Race car air conditioning
DAYTONA BEACH, Fla. – Locked into the seat of a race car for hours on end, drivers have heat coming at them from all directions.
Temperatures inside the cars range from 120 to 130 degrees in early races like the Daytona 500 – kicking off the Monster Energy NASCAR Cup Series season on Sunday – and can spike up to 160 in the middle of the summer when teams return to Daytona for the Coke Zero 400.
But the cars don’t have built-in air conditioning. Seriously.
It’s just one of the many ways stock cars are different from passenger cars, and a traditional air conditioning system would add a significant amount of extra weight. So what does it feel like in the heat for hours during a race?
“It’s about four different kinds of miserable, ” said Chris Buescher, who drives the No. 37 Chevrolet. “The heat is the worst part about it. If we raced through the winter and our offseason was in the summer, I don’t think you’d hear anybody complain. The temperature inside these cars – a lot of it comes from safety, oddly enough, but I’ll take the heat for an added safety factor any day.”
To manage the heat, drivers use a ventilation system to blow air on them through hoses and sit on a bag that pushes cool air up from the seat. Air from the hoses hits the drivers’ feet from under the steering wheel and their head from the top of their helmet.
Although the system only lowers the car’s temperature by about 10 degrees, the idea is to keep air flowing and from getting stale more than anything, said Wesley Lape, the interior mechanic for Kyle Busch’s No. 18 Toyota.

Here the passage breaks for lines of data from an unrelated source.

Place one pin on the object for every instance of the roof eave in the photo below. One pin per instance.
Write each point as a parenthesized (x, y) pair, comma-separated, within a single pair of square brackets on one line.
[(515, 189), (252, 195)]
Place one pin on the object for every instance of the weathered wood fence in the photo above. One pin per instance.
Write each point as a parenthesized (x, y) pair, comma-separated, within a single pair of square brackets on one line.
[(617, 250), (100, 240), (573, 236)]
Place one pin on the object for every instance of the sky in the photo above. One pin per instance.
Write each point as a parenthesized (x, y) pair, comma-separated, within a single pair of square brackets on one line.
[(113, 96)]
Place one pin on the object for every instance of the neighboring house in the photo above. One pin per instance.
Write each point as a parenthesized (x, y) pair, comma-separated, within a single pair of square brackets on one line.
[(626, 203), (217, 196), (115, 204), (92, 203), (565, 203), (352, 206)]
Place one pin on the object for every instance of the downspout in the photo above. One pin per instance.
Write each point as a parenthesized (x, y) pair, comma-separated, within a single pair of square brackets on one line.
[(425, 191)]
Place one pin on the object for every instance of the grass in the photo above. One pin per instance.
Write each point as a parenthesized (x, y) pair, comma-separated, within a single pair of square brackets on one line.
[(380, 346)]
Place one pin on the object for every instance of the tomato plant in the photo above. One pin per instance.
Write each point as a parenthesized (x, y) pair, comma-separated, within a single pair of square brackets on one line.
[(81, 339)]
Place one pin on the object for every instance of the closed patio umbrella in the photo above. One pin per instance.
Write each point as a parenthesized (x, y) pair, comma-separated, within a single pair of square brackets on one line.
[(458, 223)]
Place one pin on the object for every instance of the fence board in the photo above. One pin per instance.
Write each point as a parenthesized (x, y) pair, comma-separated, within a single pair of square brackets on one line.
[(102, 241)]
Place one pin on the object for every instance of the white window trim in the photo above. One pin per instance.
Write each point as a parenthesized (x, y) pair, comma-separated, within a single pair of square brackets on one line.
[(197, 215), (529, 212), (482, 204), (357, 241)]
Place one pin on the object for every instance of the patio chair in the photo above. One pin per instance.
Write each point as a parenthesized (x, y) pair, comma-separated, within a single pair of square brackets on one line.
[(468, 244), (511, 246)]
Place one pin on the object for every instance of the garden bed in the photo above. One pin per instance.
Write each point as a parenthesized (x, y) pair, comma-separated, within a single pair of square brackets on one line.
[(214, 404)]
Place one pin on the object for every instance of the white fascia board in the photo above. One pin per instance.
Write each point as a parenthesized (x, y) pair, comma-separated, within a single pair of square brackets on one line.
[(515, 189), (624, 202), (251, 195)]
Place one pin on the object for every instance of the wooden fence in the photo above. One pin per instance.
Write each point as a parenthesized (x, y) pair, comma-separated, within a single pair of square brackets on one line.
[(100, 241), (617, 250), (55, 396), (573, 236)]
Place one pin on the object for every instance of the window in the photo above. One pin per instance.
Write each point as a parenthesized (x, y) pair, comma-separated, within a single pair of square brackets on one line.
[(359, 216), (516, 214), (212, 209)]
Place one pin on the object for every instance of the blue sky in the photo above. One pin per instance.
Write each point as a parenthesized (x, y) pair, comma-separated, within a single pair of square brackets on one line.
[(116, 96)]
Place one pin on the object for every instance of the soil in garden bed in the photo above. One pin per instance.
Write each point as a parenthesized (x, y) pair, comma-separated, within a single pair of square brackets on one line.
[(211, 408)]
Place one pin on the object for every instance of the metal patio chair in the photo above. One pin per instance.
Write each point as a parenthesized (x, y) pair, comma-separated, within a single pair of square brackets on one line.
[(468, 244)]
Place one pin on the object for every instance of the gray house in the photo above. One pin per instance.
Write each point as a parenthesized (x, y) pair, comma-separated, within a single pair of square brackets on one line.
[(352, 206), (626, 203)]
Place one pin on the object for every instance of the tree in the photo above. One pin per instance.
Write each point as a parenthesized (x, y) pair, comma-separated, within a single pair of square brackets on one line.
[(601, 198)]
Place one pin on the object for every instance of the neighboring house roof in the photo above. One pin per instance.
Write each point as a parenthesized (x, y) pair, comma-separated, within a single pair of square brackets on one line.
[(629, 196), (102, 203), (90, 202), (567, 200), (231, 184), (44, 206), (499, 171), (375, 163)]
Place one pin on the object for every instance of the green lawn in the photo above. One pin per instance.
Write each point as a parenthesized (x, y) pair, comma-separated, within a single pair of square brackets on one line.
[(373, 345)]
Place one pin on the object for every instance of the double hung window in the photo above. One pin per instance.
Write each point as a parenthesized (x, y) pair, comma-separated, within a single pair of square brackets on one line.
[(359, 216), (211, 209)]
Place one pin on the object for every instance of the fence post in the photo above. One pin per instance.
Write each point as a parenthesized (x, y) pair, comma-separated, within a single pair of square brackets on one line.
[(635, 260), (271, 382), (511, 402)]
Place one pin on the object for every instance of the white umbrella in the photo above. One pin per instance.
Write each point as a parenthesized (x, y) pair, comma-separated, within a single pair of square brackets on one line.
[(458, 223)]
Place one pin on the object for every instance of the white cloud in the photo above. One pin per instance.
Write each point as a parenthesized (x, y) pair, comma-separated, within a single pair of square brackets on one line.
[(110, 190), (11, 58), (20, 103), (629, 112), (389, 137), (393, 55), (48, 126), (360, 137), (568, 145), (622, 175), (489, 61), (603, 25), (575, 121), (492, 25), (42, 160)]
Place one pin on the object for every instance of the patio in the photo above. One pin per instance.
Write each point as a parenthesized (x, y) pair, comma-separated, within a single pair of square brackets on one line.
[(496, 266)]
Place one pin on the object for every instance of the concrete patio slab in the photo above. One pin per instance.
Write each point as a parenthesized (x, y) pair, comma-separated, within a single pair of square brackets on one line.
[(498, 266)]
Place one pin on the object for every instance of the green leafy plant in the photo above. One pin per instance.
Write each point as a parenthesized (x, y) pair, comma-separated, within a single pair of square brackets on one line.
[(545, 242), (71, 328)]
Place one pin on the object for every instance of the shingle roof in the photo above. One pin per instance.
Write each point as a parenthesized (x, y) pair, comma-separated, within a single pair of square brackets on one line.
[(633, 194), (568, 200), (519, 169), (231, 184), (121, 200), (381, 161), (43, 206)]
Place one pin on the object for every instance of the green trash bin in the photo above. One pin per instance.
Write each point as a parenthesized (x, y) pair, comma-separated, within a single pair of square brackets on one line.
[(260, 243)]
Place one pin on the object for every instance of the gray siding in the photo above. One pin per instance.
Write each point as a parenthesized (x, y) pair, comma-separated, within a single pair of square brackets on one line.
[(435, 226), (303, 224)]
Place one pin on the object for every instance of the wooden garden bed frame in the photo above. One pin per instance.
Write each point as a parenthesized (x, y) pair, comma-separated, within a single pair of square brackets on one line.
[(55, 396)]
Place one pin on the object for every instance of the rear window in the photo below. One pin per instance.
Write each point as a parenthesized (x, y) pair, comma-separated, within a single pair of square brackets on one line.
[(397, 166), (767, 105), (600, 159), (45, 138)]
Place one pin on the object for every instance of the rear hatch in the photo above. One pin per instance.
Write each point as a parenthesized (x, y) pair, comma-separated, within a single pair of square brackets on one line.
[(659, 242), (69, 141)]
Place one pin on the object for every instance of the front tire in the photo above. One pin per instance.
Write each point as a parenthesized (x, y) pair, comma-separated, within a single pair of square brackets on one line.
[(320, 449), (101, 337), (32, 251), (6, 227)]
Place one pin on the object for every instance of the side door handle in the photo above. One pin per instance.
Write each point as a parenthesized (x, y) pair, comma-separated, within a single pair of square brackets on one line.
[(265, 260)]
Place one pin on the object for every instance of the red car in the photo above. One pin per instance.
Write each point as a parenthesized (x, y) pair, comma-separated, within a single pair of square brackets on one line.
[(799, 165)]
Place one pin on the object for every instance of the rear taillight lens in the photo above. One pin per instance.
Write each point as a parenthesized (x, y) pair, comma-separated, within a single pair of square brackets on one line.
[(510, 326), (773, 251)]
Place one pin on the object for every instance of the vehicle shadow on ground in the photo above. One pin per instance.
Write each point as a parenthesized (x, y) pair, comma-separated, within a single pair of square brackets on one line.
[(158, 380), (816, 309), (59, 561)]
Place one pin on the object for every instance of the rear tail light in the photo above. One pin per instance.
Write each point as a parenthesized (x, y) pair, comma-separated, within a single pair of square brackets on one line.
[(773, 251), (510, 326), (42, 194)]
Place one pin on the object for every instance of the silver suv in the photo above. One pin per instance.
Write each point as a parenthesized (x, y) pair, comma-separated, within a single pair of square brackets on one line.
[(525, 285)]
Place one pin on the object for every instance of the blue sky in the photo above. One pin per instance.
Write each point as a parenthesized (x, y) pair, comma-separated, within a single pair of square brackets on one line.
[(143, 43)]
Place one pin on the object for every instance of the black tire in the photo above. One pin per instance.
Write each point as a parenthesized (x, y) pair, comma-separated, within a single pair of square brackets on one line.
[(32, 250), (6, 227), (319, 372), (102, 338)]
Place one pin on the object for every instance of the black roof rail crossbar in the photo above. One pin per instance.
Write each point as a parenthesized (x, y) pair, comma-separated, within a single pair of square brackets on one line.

“We get fresh air from outside the car to go in his helmet, but it goes through a CO2 filter to filter out all the exhaust fumes and other stuff that’s out there, ” Lape said. “It blows over his face and the top of his head.
“He’s also got a back blower, so he sits in his seat and there’s a bag with holes in it along the back of his legs and up his back, and it blows air through there to keep [it] flowing.”
Some drivers – such as Busch and 2015 Daytona 500 winner Joey Logano – also wear full- and partial-foot heat shields to protect their feet from burns caused by the boiling temperatures directly under their pedals.
While technology and equipment can only do so much, drivers also know learning how to handle crazy temperatures is simply part of the job.
“It’s weird to say you get used to 140-degree temperatures, but you’re focused, ” Logano said. “If I was just sitting there baking and not doing something, it would be horrible. But I think because you’re racing – you’re driving – your mind’s off of it. You’re not thinking about it much.”